Regarding the use of Head poles and their various configurations:

In order to clarify what types of fittings may be used to "attach" a headsail pole to a mast as required by Class Rule #11 and RRS 50.3, the IRC has issued the following interpretation:

"Any headsail setting arrangement is considered legal if it complies with the existing Albacore Rules. For the purpose of interpreting these rules, any flexible non-metallic line less than 8mm in diameter shall not be considered a headsail boom fitting."

The Existing Class rule Reads:


11.1 The overall length of any headsail pole including fittings shall not exceed 1830 mm.

11.2 A headsail pole may be used to sheet the headsail to windward or to Leeward. No part of the headsail pole or its fittings may extend more than 50 mm outside of the headsail clew.

The other related rule listed within the ISAF rules of which the class rule holds precedent in any interpretation is:

RRS 50.3

Use of Outriggers

  • (a) No sail shall be sheeted over or through an outrigger, except as permitted in rule 50.3 (b). An outrigger is any fitting or other device so placed that it could exert outward pressure on a sheet or sail at a point from which, with the boat upright, a vertical line would fall outside the hull or deck planking.

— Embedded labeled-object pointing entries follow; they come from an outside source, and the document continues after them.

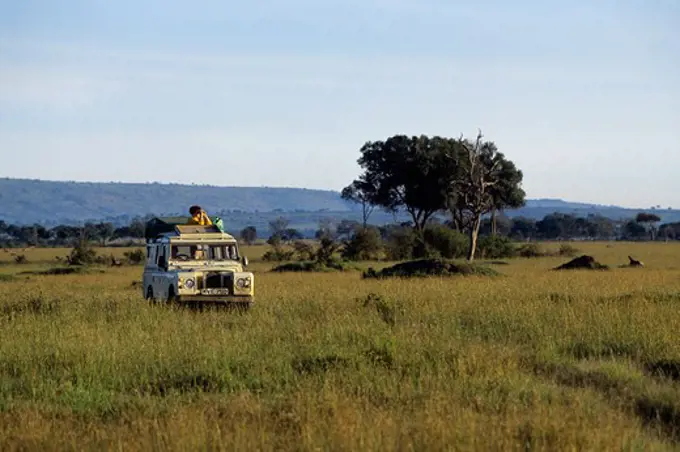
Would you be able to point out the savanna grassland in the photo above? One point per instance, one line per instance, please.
(532, 359)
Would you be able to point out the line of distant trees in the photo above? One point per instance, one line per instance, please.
(556, 226)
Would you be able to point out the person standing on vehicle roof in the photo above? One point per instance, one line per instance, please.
(199, 217)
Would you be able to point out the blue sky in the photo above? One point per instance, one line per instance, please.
(583, 95)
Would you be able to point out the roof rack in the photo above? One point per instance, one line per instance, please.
(158, 226)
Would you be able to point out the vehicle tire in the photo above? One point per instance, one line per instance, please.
(243, 306)
(172, 298)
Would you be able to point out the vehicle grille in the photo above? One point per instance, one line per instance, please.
(217, 281)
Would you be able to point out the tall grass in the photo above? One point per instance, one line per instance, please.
(537, 359)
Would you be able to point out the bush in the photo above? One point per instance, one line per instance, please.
(325, 255)
(567, 250)
(82, 254)
(312, 266)
(446, 242)
(278, 254)
(430, 267)
(495, 247)
(400, 244)
(365, 244)
(304, 251)
(135, 256)
(531, 250)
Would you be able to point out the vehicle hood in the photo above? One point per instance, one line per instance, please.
(208, 267)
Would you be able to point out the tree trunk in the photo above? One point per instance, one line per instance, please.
(474, 233)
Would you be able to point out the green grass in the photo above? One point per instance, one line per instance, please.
(537, 359)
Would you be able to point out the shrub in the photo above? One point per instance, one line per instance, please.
(400, 244)
(278, 254)
(567, 250)
(365, 244)
(312, 266)
(325, 255)
(495, 247)
(430, 267)
(82, 254)
(135, 257)
(304, 251)
(531, 250)
(446, 242)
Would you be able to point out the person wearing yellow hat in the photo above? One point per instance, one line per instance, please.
(199, 217)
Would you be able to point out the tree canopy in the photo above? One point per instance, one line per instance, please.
(424, 175)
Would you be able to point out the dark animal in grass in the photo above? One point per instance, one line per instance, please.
(584, 262)
(635, 263)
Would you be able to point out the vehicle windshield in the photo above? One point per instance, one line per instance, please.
(204, 252)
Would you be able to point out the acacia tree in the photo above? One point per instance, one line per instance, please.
(249, 234)
(482, 180)
(404, 173)
(648, 220)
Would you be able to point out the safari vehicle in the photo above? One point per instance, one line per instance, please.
(191, 263)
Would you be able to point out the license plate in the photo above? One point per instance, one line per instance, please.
(215, 291)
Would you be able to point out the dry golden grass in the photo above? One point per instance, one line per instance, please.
(532, 359)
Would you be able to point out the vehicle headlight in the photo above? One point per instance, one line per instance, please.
(242, 283)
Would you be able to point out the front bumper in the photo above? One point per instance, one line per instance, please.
(217, 299)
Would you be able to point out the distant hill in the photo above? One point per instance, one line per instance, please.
(24, 201)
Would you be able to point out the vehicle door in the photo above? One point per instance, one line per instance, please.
(160, 276)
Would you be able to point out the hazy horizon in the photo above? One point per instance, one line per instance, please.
(584, 98)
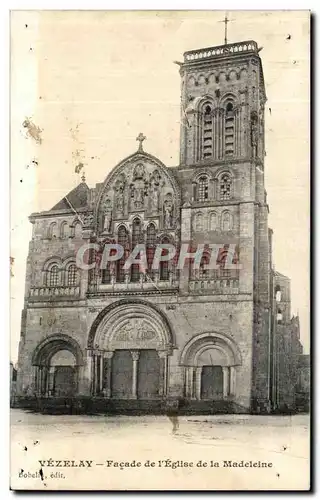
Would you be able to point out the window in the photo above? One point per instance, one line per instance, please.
(203, 185)
(207, 146)
(213, 221)
(123, 241)
(164, 265)
(151, 245)
(229, 130)
(136, 235)
(78, 230)
(204, 273)
(53, 276)
(64, 230)
(72, 275)
(52, 231)
(226, 221)
(225, 187)
(279, 316)
(198, 222)
(106, 271)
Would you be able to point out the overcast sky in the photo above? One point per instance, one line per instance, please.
(93, 80)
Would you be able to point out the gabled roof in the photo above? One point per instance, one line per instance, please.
(77, 198)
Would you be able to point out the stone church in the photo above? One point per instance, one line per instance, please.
(123, 337)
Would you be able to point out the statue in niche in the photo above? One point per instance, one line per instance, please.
(154, 182)
(138, 172)
(137, 194)
(254, 133)
(168, 211)
(119, 189)
(155, 199)
(107, 219)
(155, 178)
(88, 219)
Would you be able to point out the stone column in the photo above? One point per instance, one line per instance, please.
(232, 380)
(186, 381)
(51, 371)
(40, 380)
(107, 372)
(101, 373)
(189, 372)
(135, 357)
(163, 355)
(35, 370)
(198, 382)
(95, 376)
(225, 374)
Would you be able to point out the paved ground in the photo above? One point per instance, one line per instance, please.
(179, 458)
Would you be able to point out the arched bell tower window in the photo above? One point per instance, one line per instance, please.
(123, 241)
(53, 275)
(207, 143)
(72, 275)
(225, 186)
(202, 188)
(151, 246)
(229, 130)
(164, 264)
(136, 236)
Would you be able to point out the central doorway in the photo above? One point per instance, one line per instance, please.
(148, 374)
(64, 381)
(211, 382)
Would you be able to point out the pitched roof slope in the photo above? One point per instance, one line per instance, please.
(77, 197)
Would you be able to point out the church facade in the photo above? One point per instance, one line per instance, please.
(206, 335)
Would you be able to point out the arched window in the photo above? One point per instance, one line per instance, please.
(64, 230)
(213, 221)
(226, 221)
(106, 271)
(198, 222)
(207, 145)
(151, 245)
(72, 275)
(229, 130)
(225, 187)
(53, 275)
(52, 231)
(136, 237)
(164, 265)
(202, 188)
(78, 230)
(123, 240)
(204, 273)
(278, 293)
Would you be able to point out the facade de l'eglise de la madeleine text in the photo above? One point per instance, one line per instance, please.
(221, 339)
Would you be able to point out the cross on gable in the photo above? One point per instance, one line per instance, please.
(226, 21)
(140, 138)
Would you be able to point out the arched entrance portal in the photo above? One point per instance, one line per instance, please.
(56, 363)
(210, 361)
(129, 351)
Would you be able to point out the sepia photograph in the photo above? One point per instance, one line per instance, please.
(159, 253)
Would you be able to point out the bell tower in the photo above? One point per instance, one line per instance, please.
(222, 105)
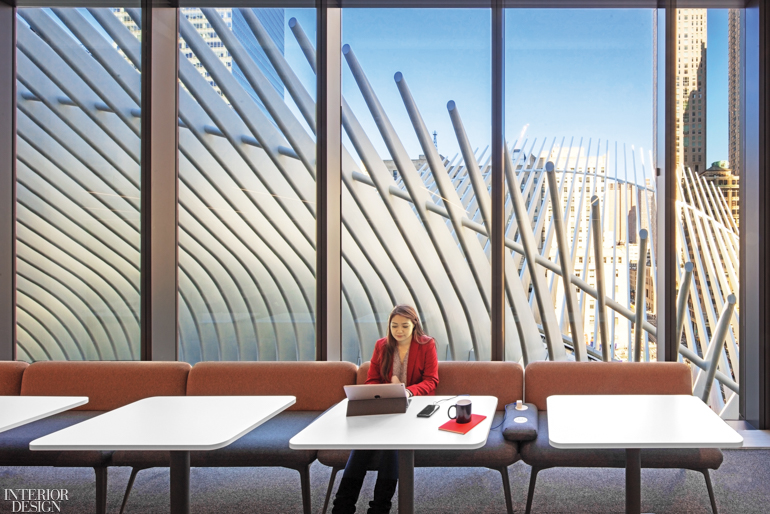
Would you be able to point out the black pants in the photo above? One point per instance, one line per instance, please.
(386, 462)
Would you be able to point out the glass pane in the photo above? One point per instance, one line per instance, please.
(78, 184)
(416, 131)
(579, 95)
(246, 184)
(708, 107)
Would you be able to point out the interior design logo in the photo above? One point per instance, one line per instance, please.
(36, 500)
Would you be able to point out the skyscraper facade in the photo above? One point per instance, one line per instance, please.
(272, 20)
(692, 35)
(734, 90)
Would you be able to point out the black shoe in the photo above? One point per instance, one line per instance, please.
(347, 495)
(383, 494)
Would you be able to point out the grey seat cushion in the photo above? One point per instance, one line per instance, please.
(14, 444)
(267, 445)
(539, 453)
(496, 453)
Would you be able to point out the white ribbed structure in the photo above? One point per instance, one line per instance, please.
(247, 219)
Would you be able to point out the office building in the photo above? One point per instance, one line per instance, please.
(692, 37)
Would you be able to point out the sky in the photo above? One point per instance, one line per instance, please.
(569, 73)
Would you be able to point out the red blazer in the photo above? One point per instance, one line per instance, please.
(421, 370)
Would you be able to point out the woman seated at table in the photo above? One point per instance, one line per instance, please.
(405, 356)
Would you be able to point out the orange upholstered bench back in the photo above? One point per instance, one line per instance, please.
(317, 385)
(544, 379)
(504, 380)
(108, 384)
(10, 377)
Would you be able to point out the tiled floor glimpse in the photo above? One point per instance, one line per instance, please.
(741, 487)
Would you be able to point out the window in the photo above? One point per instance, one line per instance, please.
(78, 186)
(394, 252)
(246, 204)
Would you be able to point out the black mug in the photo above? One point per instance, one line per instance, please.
(462, 411)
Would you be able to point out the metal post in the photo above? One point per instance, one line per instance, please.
(565, 261)
(639, 299)
(667, 195)
(406, 481)
(329, 184)
(681, 305)
(8, 183)
(180, 482)
(633, 480)
(601, 303)
(714, 350)
(160, 171)
(496, 229)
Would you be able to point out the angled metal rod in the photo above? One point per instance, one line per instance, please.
(573, 310)
(469, 243)
(681, 304)
(714, 351)
(641, 271)
(550, 324)
(601, 304)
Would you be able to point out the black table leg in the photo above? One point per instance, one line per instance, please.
(405, 481)
(180, 482)
(633, 481)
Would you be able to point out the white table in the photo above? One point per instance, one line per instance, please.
(176, 423)
(20, 410)
(404, 432)
(633, 422)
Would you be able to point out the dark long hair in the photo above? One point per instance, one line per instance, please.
(409, 313)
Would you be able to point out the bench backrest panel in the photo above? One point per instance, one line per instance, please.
(544, 379)
(501, 379)
(317, 385)
(10, 377)
(108, 384)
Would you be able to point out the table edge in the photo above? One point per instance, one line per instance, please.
(202, 447)
(466, 446)
(81, 400)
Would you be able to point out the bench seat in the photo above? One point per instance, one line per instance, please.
(544, 379)
(266, 445)
(316, 386)
(108, 385)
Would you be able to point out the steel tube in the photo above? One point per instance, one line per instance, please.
(601, 304)
(681, 305)
(573, 308)
(641, 271)
(714, 351)
(542, 295)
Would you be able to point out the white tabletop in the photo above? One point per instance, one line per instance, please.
(169, 423)
(636, 421)
(20, 410)
(334, 430)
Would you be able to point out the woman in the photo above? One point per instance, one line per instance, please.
(406, 356)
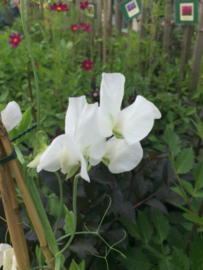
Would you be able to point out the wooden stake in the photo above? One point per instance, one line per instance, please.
(118, 17)
(109, 19)
(99, 26)
(11, 210)
(26, 196)
(167, 27)
(198, 52)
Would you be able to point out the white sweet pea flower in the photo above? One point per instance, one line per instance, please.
(82, 123)
(121, 157)
(11, 115)
(134, 122)
(9, 260)
(63, 153)
(81, 142)
(3, 248)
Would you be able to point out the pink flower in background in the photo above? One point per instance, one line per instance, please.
(15, 39)
(59, 7)
(85, 26)
(186, 10)
(74, 27)
(83, 5)
(172, 21)
(87, 65)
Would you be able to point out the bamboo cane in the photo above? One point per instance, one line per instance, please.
(26, 196)
(12, 216)
(18, 225)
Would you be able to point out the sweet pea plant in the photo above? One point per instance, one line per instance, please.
(93, 134)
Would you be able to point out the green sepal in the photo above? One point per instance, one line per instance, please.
(72, 172)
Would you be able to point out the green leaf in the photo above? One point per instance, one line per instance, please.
(161, 224)
(23, 125)
(1, 108)
(180, 192)
(165, 264)
(74, 266)
(188, 186)
(198, 174)
(82, 265)
(193, 218)
(144, 226)
(180, 260)
(132, 228)
(136, 260)
(69, 221)
(199, 194)
(172, 140)
(40, 257)
(184, 161)
(36, 1)
(196, 254)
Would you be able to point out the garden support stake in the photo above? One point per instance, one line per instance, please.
(11, 209)
(26, 196)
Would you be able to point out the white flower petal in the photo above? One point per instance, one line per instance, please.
(50, 159)
(65, 154)
(122, 157)
(136, 121)
(8, 259)
(35, 162)
(111, 95)
(76, 105)
(88, 136)
(11, 115)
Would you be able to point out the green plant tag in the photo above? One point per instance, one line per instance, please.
(131, 9)
(186, 11)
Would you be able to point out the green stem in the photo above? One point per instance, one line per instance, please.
(32, 60)
(74, 213)
(61, 201)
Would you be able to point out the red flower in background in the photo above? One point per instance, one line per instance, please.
(83, 5)
(186, 10)
(59, 7)
(85, 27)
(87, 65)
(74, 27)
(15, 39)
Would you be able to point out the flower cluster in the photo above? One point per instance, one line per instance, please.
(87, 126)
(85, 26)
(84, 5)
(59, 7)
(7, 257)
(186, 10)
(15, 39)
(87, 65)
(74, 27)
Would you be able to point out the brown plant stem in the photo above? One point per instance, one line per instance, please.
(11, 210)
(194, 229)
(31, 96)
(26, 196)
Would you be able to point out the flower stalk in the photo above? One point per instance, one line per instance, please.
(11, 210)
(26, 196)
(75, 184)
(27, 36)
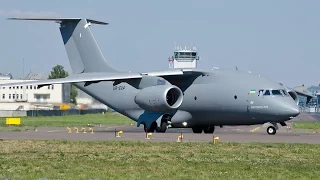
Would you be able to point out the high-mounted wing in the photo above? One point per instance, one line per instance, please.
(75, 78)
(175, 72)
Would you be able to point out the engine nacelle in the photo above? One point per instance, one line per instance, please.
(162, 98)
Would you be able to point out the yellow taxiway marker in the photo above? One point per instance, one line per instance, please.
(255, 129)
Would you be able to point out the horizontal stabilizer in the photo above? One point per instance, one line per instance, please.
(59, 20)
(77, 78)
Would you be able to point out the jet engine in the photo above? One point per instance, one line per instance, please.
(162, 98)
(294, 96)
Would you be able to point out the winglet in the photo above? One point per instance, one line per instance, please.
(59, 20)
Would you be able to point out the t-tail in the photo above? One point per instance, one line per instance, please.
(83, 51)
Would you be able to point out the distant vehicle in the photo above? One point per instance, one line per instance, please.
(178, 98)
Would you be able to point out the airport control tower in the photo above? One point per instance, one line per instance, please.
(184, 58)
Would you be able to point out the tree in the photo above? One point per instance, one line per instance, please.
(59, 72)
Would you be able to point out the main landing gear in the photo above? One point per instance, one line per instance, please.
(272, 130)
(206, 130)
(162, 129)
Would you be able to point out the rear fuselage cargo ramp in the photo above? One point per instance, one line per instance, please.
(177, 98)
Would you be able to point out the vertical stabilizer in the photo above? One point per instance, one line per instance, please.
(83, 51)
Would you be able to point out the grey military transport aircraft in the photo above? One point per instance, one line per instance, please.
(178, 98)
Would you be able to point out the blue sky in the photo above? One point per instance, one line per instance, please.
(278, 39)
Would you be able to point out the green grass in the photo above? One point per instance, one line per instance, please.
(27, 159)
(71, 120)
(307, 125)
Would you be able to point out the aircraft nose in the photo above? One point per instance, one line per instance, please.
(294, 111)
(291, 110)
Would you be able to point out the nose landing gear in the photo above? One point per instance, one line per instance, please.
(272, 130)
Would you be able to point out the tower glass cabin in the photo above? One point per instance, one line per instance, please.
(184, 59)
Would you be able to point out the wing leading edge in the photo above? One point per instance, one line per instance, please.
(76, 78)
(90, 78)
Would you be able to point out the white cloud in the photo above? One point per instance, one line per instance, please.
(19, 13)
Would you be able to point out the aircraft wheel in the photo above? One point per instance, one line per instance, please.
(209, 130)
(271, 130)
(197, 130)
(163, 127)
(152, 127)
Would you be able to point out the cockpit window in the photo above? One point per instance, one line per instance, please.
(285, 92)
(266, 93)
(276, 92)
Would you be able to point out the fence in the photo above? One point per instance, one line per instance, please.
(50, 112)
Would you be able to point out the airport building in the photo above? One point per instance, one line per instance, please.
(183, 58)
(30, 97)
(314, 104)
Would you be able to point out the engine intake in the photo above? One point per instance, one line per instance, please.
(160, 98)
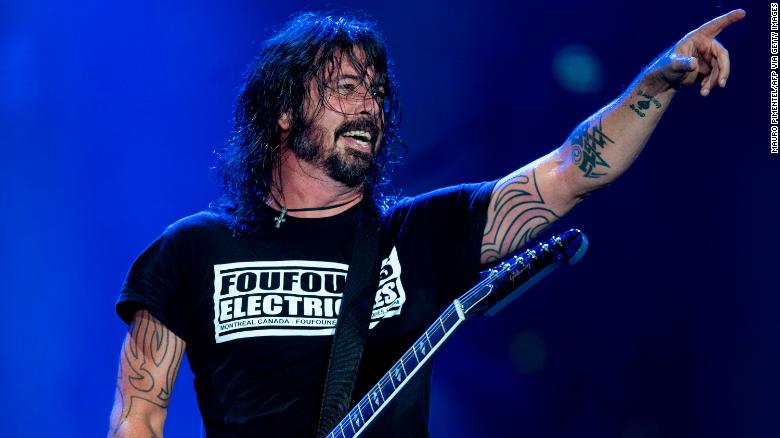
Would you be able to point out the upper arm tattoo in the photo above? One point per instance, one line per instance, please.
(149, 363)
(517, 213)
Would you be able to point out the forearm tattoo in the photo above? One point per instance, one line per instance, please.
(643, 104)
(587, 143)
(517, 214)
(149, 364)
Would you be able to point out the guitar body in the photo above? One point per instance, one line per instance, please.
(498, 287)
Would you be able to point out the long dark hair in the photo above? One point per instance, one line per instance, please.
(276, 83)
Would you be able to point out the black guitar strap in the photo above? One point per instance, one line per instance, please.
(352, 325)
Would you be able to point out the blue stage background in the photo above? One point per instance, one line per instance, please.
(109, 113)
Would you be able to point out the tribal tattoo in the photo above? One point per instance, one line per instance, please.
(642, 105)
(517, 214)
(150, 361)
(587, 144)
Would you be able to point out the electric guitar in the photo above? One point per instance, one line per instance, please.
(498, 287)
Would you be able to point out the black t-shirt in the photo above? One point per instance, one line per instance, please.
(258, 311)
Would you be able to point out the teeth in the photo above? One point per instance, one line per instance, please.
(362, 134)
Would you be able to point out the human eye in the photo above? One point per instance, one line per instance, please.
(346, 86)
(378, 91)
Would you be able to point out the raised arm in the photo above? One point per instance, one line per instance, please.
(602, 147)
(148, 365)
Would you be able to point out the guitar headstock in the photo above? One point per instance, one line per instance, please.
(509, 278)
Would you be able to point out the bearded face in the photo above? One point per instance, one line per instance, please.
(342, 132)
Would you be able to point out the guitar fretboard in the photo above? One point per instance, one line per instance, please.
(400, 373)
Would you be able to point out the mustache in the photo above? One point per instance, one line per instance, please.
(364, 124)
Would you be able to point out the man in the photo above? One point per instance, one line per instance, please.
(252, 287)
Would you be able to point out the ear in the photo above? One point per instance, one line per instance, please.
(285, 121)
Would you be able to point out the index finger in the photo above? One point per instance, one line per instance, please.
(713, 27)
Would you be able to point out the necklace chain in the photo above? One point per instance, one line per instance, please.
(279, 219)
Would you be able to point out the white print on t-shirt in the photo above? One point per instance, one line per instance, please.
(293, 297)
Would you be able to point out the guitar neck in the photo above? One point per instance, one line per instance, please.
(420, 353)
(498, 286)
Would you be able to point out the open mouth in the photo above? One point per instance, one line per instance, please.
(362, 138)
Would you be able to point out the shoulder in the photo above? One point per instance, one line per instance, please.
(202, 223)
(466, 194)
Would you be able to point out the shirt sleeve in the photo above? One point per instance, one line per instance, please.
(449, 223)
(155, 283)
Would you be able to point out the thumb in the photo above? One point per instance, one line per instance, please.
(681, 63)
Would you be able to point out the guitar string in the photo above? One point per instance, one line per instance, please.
(365, 400)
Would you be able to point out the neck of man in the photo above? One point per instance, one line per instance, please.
(306, 185)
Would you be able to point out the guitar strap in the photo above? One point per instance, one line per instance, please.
(352, 325)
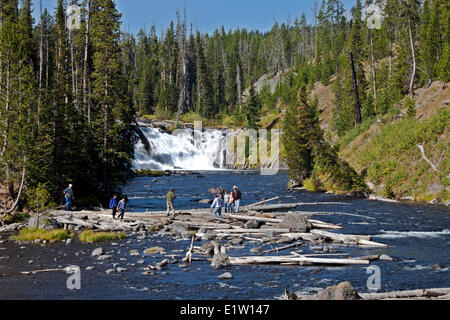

For purpose of this rule, bulwarks, rails, and rubbing stakes are not part of the hull or deck planking and the following are not outriggers: a bowsprit used to secure the tack of a working sail, a bumpkin used to sheet the boom of a working sail, or a boom of a boomed headsail that requires no adjustment when tacking.
  • (b) (1) Any sail may be sheeted to or led above a boom that regularly used for a working sail and is permanently attached to the mast from which the head of the working sail is set.
  • (b) (2) A headsail may be sheeted or attached at its clew to a spinnaker pole or whisker pole, provided a spinnaker is not set.